Olivia Richman, Founder Of GlamourPussMD
Olivia Richman is a third year medical student at the American University of Antigua College of Medicine and she’s the founder of the YouTube video series GlamourPussMD. She started her channel after realizing that 10 girl cousins, while educated in good schools, didn’t know the basics of the female reproductive system.
“If my cousins didn’t have me or my mom who’s a doctor to talk to about sex, who are other girls in the country going to?” Richman tells Bustle. “I thought it was necessary for girls to learn about their bodies and how they work. The physiology can be a little complicated, so I thought it’d be better to break it down so girls don’t have to ask around or find a friend.”
Her videos include titles like “External Female Anatomy — What does it look like down there??” and “The Clitoris — That clit is littttt, girl!” Her style is casual, young, and full of pop-ups that both help explain and entertain. Her first round focus a lot on anatomy because she’s trying to really de-stigmatize the biosex female body parts.
“In one of my videos I bring up the fact that the word ‘dick’ is so common,” Richman says. “Or ‘balls,’ even. Our society uses those terms so much more commonly than we do terms for the female anatomy. Why don’t we celebrate the female anatomy?”
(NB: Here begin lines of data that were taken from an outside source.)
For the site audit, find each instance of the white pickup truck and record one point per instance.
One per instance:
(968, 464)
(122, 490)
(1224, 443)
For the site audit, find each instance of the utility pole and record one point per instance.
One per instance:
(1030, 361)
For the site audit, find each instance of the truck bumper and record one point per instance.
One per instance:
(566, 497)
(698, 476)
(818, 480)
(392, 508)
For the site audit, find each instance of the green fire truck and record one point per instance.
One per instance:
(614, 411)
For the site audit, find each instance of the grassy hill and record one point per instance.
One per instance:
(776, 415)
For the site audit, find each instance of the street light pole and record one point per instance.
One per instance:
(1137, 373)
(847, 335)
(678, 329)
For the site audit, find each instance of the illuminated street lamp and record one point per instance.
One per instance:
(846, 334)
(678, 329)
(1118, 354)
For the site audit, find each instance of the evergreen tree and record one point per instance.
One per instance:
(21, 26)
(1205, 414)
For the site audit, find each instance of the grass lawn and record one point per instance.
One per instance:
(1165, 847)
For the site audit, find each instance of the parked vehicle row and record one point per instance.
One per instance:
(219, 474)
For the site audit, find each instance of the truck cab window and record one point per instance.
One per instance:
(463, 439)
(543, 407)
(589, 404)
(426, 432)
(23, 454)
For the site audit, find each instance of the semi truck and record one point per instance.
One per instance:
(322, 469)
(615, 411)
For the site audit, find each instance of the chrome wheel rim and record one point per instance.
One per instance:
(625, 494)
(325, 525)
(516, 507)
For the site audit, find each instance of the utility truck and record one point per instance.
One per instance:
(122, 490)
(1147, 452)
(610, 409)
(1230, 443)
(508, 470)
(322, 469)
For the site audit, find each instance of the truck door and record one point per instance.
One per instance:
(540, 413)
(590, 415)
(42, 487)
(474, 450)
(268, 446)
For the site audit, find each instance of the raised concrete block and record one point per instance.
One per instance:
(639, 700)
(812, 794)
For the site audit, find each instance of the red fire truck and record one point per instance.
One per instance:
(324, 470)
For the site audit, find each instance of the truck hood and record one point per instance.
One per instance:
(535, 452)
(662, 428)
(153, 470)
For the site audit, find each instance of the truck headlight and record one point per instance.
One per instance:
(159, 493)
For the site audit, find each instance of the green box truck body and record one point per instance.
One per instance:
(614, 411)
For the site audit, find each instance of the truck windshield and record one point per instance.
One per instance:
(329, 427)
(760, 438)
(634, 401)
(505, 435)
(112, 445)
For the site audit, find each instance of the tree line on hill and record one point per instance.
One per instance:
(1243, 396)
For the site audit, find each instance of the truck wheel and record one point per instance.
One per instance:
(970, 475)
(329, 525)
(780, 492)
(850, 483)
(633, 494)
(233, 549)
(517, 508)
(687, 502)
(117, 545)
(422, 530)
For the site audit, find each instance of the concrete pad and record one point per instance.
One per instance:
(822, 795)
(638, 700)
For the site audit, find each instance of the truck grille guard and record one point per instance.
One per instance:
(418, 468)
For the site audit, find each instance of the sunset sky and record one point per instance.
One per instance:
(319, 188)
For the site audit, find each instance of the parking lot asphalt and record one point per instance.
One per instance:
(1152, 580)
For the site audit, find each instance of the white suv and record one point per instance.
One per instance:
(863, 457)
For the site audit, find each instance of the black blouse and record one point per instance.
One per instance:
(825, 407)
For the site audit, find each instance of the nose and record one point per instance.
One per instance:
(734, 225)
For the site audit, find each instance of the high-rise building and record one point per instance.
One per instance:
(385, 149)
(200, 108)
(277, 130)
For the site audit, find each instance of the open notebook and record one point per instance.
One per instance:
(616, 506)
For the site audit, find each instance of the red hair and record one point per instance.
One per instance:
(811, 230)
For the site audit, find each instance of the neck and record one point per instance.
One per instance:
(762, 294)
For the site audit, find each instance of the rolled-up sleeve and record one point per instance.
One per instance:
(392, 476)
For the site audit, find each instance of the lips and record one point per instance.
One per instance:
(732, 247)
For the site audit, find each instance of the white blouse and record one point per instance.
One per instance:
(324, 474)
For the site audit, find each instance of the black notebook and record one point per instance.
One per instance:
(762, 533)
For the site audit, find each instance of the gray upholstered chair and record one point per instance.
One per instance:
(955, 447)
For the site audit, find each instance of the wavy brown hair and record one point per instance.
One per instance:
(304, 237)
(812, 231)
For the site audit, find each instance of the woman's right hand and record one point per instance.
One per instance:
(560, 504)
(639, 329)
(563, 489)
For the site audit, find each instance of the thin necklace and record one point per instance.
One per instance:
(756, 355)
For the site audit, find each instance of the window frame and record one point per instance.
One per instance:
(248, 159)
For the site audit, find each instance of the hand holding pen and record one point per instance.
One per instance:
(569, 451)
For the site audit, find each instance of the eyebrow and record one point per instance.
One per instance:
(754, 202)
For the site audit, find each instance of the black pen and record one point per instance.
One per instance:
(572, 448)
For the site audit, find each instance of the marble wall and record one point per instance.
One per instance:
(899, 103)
But GlamourPussMD isn’t going to always be focused solely on body parts and STIs. Richman says that her big goal is to create a series of videos that also address issues like rape culture, body positivity, and even preventative health issues, like diabetes. Looks like this future MD is ready to take on the world.
So when the next news story comes out about the current administration taking away more of our reproductive rights or slashing funding to comprehensive sex ed, remember these women. Remember that there are people out there fighting, every day, for the right of every American, of every gender and sexuality, to factual information about their bodies and their sex lives. And a little bit of opposition from the White House sure isn't going to stop any of them.